Lymphatic endothelial cells

Proliferation assay

Cell proliferation was measured using a Cell Counting Kit-8 (Dojindo, Kumamoto, Japan). hLECs were seeded at 5 × 103 cells per well in 96-well culture plates and then cultured for 1 day. hLECs were then incubated with fresh EBM-2 for 12 hours. After the medium was removed, cells were washed twice with phosphate-buffered saline (PBS). Each group was subsequently treated with EBM-2, NCM, or HCM, respectively, after which the cells were incubated for 24 hours in a 37 °C humidified atmosphere incubator containing 5 % CO2. Following incubation, Cell Counting Kit-8 was added to each well and samples were then incubated for 2 hours. Finally, the absorbance of water soluble formazan dye was measured at 450 nm using a microplate reader (Molecular Devices, Sunnyvale, CA, USA). All experiments were performed in triplicate.

Migration assay

hLECs (2 × 104 cells) were seeded into the upper chamber of a Transwell filter with 8 μm pores (Costar Corning, New York, NY, USA) coated with 10 μg/ml fibronectin. They were deprived of serum for 12 hours with EBM-2, after which EBM-2, NCM, or HCM were added to the lower chamber. Cells on the upper chambers were incubated at 37 °C for 9 hours under different stimuli. Following incubation, cells on the underside of the filter were stained with 0.25 % crystal violet. Nonmigrating cells on the upper side of the filter were removed with cotton swabs. The filter was then photographed using a digital microscope camera system (Olympus, Shinjuku, Japan), or stained cells were dissolved in 10 % acetic acid and transferred to a 96-well plate for colorimetric reading at 560 nm using a microplate reader (Molecular Devices).

Immunoblot analysis

hLECs were washed twice in ice-cold PBS, then lysed with lysis buffer (Cell Signaling, Danvers, MA, USA) containing the protease inhibitor cocktail PhosSTOP (Roche, Basel, Switzerland), and incubated at 4 °C for 30 minutes. Protein concentrations were determined using a BCA protein assay kit (Thermo Fisher Scientific, Inc., Waltham, MA, USA), after which they were separated in 10 % SDS–polyacrylamide gel and transferred to PVDF membrane (Millipore, Billerica, MA, USA). The membrane was then blocked using TBS-T (0.1 % Tween 20) containing 5 % (w/v) bovine serum albumin (BSA) for 1 hour at room temperature. The membranes were then washed with TBS-T and incubated with primary antibody overnight at 4 °C. The next morning, the membrane was washed three times with TBS-T for 5 minutes each and incubated with horseradish peroxidase-conjugated secondary antibody for 1 hour at room temperature.
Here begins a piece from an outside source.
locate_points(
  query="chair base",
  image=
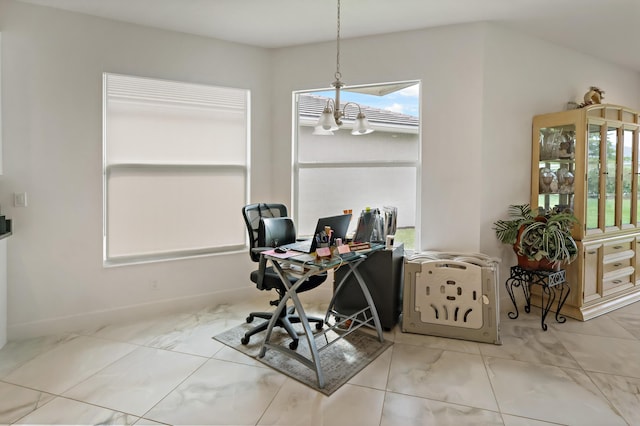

After extensive washing, bands were detected using enhanced chemiluminescence reagent (AbClon, Seoul, Republic of Korea) and band intensities were measured using a Photo-Image System (Molecular Dynamics, Sunnyvale, CA, USA). MFN1 (Novus, Littleton, CO, USA), MFN2 (Sigma, St. Louis, MO, USA), extracellular signal regulated kinase (ERK; Santa Cruz, CA, USA), p-ERK (Santa Cruz), lymphatic vessel endothelial hyaluronan receptor 1(LYVE-1; Novus), and beta-actin (Sigma) antibodies were used in the experiment.

Real-time PCR

Total RNA was isolated using TRIzol® Reagent (Life Technologies, Waltham, MA, USA). The total RNA quality and concentration were measured using NanoDrop Lite (Thermo Fisher Scientific, Inc.). Single-stranded cDNA was synthesized from total RNA using a reverse transcription system (Promega, Fitchburg, WI, USA) according to the product guidelines. Amplification and detection of specific products were performed in a StepOnePlus Real-time PCR System (Life Technologies) using a FastStart Essential DNA Green Master (Roche). PCR conditions consisted of 95 °C for 10 minutes followed by 40 cycles of 95 °C for 10 seconds and 60 °C for 10 seconds. The threshold cycle (Ct) of each target gene was automatically defined and normalized to the control glyceraldehyde 3-phosphate dehydrogenase (GAPDH) (ΔCt value). The relative differences in the expression levels of each mRNA in VSMCs (ΔΔCt) were calculated and presented as fold induction (2−ΔΔCt). Real-time PCR primers consisted of the following groups: EGF forward primer, 5′-GGT CTT GCT GTG GAC TGG AT-3′; EGF reverse primer, 5′-CTG CTA CAG CAA ATG GGT GA-3′; IGF-1 forward primer, 5′-TCA CCT TCA CCA GCT CTG C-3′; IGF-1 reverse primer, 5′-TGG TAG ATG GGG GCT GAT AC-3′; HGF forward primer, 5′-GCC TGA AAG ATA TCC CGA CA-3′; HGF reverse primer, 5′-GCC ATT CCC ACG ATA ACA AT-3′; FGF-2 forward primer, 5′-AGC GGC TGT ACT GCA AAA AC-3′; FGF reverse primer, 5′-CTT TCT GCC CAG GTC CTG TT-3′; VEGF-A forward primer, 5′-AGT CCA ACA TCA CCA TGC AG-3′; VEGF-A reverse primer, 5′-TTC CCT TTC CTC GAA CTG ATT T-3′; VEGF-C forward primer, 5′-CCT CAA CTC AAG GAC AGA AGA G-3′; VEGF-C reverse primer, 5′-CTG GCA GGG AAC GTC TAA TAA T-3′; GAPDH forward primer, 5′-ACA TCG CTC AGA CAC CAT G-3′; and GAPDH reverse primer, 5′-TGT AGT TGA GGT CAA TGA AGG G-3′.

Tube formation assay

A Matrigel-based tube formation assay was performed. Each well of a 96-well culture plate was coated with 50 μl of ECMatrix™ (Millipore) and then allowed to incubate for 1 hour at 37 °C. Next, hLECs were seeded onto the coated wells at a density of 1 × 104 cells/well, cultured with 500 μl of EBM-2, NCM, or HCM, and incubated at 37 °C under 5 % CO2 for 12 hours. Following incubation, tube formation images were captured using a digital microscope camera system (Olympus).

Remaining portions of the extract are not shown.